Integration is only a matter of 1/4” TS cables, DIN MIDI and 120v AC.
Or to put it another way, the QY gear is mostly software. Dedicated hardware gives it devoted user interface.
The UI doesn’t have to try to be like the UI of my mixer or my effects boxes because it is not purely visual.
The UI doesn’t have to compete with my mixer for space in my visual field because they both live in three dimensional space.
But those are my reasons.
One is the dedicated configuration. I turn on a 36” power strip and everything is ready to go in less than a minute.
An important part of that is everything is ready to go every single time. There are no patch Tuesdays. No semantic versioning.
The process is rock stable except for how I change it.
A second affordance is that I can make tradeoffs around the specific capabilities I think I want.
An example is my 1980’s Yamaha QX5 sequencer will record Sysex. Ableton Live Lite — came free with my first controller — won’t.
It is an upgrade or finding another daw or running another piece of software and managing sysex outside the daw. The QX5 was fifty bucks and has a well engineered interface because Yamaha knew what it was doing.
I don’t care that the UI is dated because so am I.
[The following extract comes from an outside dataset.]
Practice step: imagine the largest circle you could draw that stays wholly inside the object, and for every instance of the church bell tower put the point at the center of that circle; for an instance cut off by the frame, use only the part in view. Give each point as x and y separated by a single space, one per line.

A third affordance is dawless means line level audio can be the dominant signal path. That makes it easier for me to reason about my setup.
There are a some of this is just what works for me caveats.
Mostly I just want to put on headphones and make noise because it brings me joy. I am not trying to make an album and if a song comes out of it that’s just a bonus.
I am doing it all on the cheap. The $999 for Ableton’s top package represents a lot of gear I would rather spend money on.
I’ve fallen into the Turing tarpit enough times to know what mine looks like. Mine looks kind of like a daw.
And since I don’t have to remember how I mapped three days ago because it seemed like a good idea, hardware uses less of my RAM.
I still haven't embraced the bottomless pit of software instruments, but do use a few nice plug in FX.
A lot of my ideas come up from looping, and the DAW is basically just “rolling tape” to capture that jam in a linear way. Maybe with some adjustments afterwards
I guess I wound up toward the dawless end of the spectrum because I didn’t buy an iPad or another laptop…electronic music requires hardware either way I think.
Where I am at right now, it helps to remove software from the picture.
If the DAW solved audio and midi signal routing, then it would be a friction for friction trade off. But the daw doesn’t eliminate cables and configuration…VST’s excepted.
I have a Tascam DP 006 and the QX5 for recording. The QX will loop, transpose, and rechannel MIDI too.
Basically, I can do everything I think I want to do without a laptop.
That could easily change of course.
Dawless is an engineering design choice not an ideological hill I would die on.